По приказу из Брюсселя в нидерландских портах задержаны английские суда. Однако испанские купцы покидают Лондон, а он знает, как быстро среди торговцев распространяется паника. Они говорят на разных наречиях, но язык денег понятен им всем.

Король говорит, если они конфискуют мои суда, я конфискую их; я задержу все испанские корабли в наших водах.

Есть другой способ, говорит он, не лучше того, что предлагает ваше величество, просто в дополнение. Издать указ, по которому с проживающих здесь иностранцев снимаются дополнительные налоги и пошлины, – теперь они будут платить не больше англичан. Это, надеется он, убедит их пересидеть нынешнюю бурю в гавани, а не грузить жен и пожитки на ближайший корабль.

Зовите-меня передает слух: будто бы агенты Рима отравили молодого герцога Клевского. Бога ради, пишет мастер Ризли, уговорите нашего государя быть внимательнее к своему окружению. И вы, сэр, тоже будьте осторожны.


Посол Шапюи сильно хромает.

– Я. Вы. Ваш король, – говорит он. – Можно подумать, это нация калек, Томас. Все дело в климате.

– В Брюсселе такие же дожди.

Эсташ соглашается:

– Я не смогу доехать до Дувра верхом. Мне придется нанять конный паланкин.

– Давайте я этим займусь. И вашим багажом тоже.

Посол кланяется. Они садятся за великопостную трапезу. Шапюи еле притрагивается к еде. Быть послом в Англии не великая радость – варварский язык и, как сказал Шапюи, погода, но, по крайней мере, он рассчитывал по окончании срока отбыть торжественно, с королевскими дарами.

– Что слышно про молодого Ризли? – спрашивает Шапюи. – Я пишу слезные письма… и, Томас, сейчас я говорю правду, я убеждал Брюссель: «Бога ради, не обижайте этого молодого человека, он в большом фаворе у английского короля и милорда Кремюэля». Надеюсь, там вняли моим словам и мы с вашим молодым другом скоро будем в пути.

Зовите-меня должен въехать в ворота Кале, когда корабль Шапюи войдет в порт. В какой-то миг эти двое, невидимо друг для друга, разминутся, направляясь в противоположные стороны.

– Лишь бы вы не ускользнули под покровом ночи, – говорит он. – Мне бы не хотелось ставить перед вашим домом стражу.

Шапюи вскидывает ладони:

– Я не сидел бы здесь, если бы задумал подобное. И я не хочу уезжать, пока мой преемник не вступил в должность. Это чревато всевозможными недопониманиями.

Шапюи должен сменить епископ Камбре, славный малый, грубоватый и бесхитростный. Он наверняка ничего не поймет и уж точно не будет понимать короля.

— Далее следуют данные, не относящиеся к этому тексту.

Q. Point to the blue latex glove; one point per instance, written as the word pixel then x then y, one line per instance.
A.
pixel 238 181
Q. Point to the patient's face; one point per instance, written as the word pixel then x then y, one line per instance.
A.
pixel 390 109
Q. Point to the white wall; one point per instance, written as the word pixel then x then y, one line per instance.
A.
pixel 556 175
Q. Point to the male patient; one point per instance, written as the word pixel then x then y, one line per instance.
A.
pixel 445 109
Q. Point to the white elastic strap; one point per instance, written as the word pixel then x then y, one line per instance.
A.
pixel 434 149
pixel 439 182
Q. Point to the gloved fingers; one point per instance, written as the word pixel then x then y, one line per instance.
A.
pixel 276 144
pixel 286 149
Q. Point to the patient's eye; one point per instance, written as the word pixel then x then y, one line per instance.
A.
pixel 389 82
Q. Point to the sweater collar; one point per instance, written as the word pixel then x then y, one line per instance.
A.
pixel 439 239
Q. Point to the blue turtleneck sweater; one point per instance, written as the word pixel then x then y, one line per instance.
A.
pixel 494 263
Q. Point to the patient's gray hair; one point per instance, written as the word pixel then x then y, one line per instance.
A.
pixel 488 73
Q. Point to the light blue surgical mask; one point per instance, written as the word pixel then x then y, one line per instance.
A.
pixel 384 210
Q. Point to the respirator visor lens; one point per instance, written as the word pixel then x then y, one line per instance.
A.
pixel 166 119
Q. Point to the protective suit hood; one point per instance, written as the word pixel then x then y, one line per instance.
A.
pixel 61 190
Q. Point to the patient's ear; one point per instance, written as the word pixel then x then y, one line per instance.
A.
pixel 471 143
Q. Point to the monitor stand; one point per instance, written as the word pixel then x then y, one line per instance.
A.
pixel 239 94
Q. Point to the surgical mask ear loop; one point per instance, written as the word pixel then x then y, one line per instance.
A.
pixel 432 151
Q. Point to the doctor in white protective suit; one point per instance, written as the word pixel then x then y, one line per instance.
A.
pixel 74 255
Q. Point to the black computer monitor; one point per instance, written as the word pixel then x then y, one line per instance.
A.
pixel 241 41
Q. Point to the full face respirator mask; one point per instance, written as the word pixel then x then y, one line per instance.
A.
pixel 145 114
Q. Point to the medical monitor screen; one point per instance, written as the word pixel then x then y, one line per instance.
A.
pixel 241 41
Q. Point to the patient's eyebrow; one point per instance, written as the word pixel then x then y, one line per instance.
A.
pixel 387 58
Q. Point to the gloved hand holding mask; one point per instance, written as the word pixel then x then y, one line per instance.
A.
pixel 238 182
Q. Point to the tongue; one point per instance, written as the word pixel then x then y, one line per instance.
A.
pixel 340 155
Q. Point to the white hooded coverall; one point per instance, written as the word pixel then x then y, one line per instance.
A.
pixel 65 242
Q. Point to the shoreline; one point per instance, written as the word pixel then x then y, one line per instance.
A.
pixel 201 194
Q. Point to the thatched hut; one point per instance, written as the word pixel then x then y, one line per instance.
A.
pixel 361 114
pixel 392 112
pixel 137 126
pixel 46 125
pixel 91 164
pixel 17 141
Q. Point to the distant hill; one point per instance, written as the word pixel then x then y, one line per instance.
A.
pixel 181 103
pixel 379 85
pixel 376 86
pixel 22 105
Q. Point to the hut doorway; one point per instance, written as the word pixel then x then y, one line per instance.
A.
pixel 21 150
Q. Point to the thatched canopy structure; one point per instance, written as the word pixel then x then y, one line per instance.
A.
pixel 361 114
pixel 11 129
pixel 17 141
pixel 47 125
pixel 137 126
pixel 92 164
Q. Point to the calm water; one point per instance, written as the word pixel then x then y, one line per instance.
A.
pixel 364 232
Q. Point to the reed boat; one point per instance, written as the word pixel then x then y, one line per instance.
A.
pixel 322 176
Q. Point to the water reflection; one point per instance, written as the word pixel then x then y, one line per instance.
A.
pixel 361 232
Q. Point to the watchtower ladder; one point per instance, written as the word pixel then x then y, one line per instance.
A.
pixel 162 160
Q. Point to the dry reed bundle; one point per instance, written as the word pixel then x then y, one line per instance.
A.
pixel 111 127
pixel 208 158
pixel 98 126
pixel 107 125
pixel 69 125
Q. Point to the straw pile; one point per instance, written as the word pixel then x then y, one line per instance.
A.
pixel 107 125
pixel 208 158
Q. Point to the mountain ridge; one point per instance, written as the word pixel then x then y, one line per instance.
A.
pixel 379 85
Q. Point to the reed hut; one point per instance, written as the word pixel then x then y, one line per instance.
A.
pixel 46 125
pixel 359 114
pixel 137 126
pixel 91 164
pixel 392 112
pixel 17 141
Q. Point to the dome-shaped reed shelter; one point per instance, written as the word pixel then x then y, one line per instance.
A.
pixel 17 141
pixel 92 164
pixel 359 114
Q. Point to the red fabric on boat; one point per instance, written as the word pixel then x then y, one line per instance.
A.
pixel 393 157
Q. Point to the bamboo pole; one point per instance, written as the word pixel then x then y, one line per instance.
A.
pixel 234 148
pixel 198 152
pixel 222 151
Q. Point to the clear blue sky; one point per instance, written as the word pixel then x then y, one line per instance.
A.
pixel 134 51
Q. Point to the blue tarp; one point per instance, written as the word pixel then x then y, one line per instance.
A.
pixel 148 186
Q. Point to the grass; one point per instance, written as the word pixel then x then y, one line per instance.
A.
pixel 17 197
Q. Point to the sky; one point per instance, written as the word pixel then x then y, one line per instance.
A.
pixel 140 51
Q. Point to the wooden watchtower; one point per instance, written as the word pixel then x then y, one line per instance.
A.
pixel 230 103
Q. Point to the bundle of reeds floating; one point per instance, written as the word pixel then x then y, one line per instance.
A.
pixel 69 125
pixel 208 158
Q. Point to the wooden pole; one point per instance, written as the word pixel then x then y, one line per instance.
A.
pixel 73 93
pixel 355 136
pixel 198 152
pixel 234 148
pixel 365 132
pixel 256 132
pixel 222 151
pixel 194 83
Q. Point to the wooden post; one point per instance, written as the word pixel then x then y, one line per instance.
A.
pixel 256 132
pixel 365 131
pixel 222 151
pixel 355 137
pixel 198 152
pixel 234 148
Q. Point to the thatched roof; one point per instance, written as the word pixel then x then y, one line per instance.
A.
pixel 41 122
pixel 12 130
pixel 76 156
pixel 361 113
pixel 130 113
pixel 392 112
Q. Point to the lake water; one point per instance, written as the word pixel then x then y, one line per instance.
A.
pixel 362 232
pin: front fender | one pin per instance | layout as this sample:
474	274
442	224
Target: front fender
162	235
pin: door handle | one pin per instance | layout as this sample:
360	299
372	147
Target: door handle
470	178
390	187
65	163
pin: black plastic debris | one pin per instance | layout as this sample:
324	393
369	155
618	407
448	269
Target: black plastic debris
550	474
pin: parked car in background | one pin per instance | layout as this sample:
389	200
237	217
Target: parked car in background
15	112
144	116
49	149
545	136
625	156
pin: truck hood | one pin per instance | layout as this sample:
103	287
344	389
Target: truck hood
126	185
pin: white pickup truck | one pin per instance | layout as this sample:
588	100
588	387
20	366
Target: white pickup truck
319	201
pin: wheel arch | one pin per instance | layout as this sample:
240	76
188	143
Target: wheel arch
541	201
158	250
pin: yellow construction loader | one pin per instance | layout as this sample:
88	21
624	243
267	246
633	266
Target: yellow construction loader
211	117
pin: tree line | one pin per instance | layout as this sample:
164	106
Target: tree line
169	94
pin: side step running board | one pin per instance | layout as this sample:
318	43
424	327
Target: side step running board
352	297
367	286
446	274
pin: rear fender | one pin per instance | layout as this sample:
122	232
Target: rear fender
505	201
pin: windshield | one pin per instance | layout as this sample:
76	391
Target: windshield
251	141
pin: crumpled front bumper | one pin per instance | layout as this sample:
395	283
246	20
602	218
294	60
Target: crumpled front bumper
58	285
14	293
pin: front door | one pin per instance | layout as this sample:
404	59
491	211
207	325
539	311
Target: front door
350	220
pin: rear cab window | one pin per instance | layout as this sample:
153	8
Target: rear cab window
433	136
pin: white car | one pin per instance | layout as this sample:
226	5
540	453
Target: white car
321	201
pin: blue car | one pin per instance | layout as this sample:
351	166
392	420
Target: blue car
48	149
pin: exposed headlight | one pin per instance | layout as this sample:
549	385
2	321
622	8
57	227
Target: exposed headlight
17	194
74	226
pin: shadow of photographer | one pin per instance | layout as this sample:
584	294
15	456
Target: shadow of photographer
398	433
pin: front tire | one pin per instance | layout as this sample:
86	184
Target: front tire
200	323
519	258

– Я часто жалел вас, Кремюэль, – говорит Шапюи. – Генрих – великий человек, ему недостает лишь последовательности, благоразумия и здравого смысла. Но вы хотя бы встречаетесь с ним лицом к лицу. Видите, как он воспринимает ваши слова. Я, вдали от моего повелителя, всегда боюсь, что меня превратно поймут. Или что те, кто приближен к императорской особе, извратят мои слова. У вас нет старых друзей. Я хочу сказать, из старинных фамилий. Я не так низок по рождению, но знаете, как это бывает, – я всегда должен был слать деньги домой. В чем-то мне везло, и я трудился не покладая рук. Однако я невольно чувствую, что пробился в жизни примерно как вы, Томас. – Он складывает салфетку. – Случайно.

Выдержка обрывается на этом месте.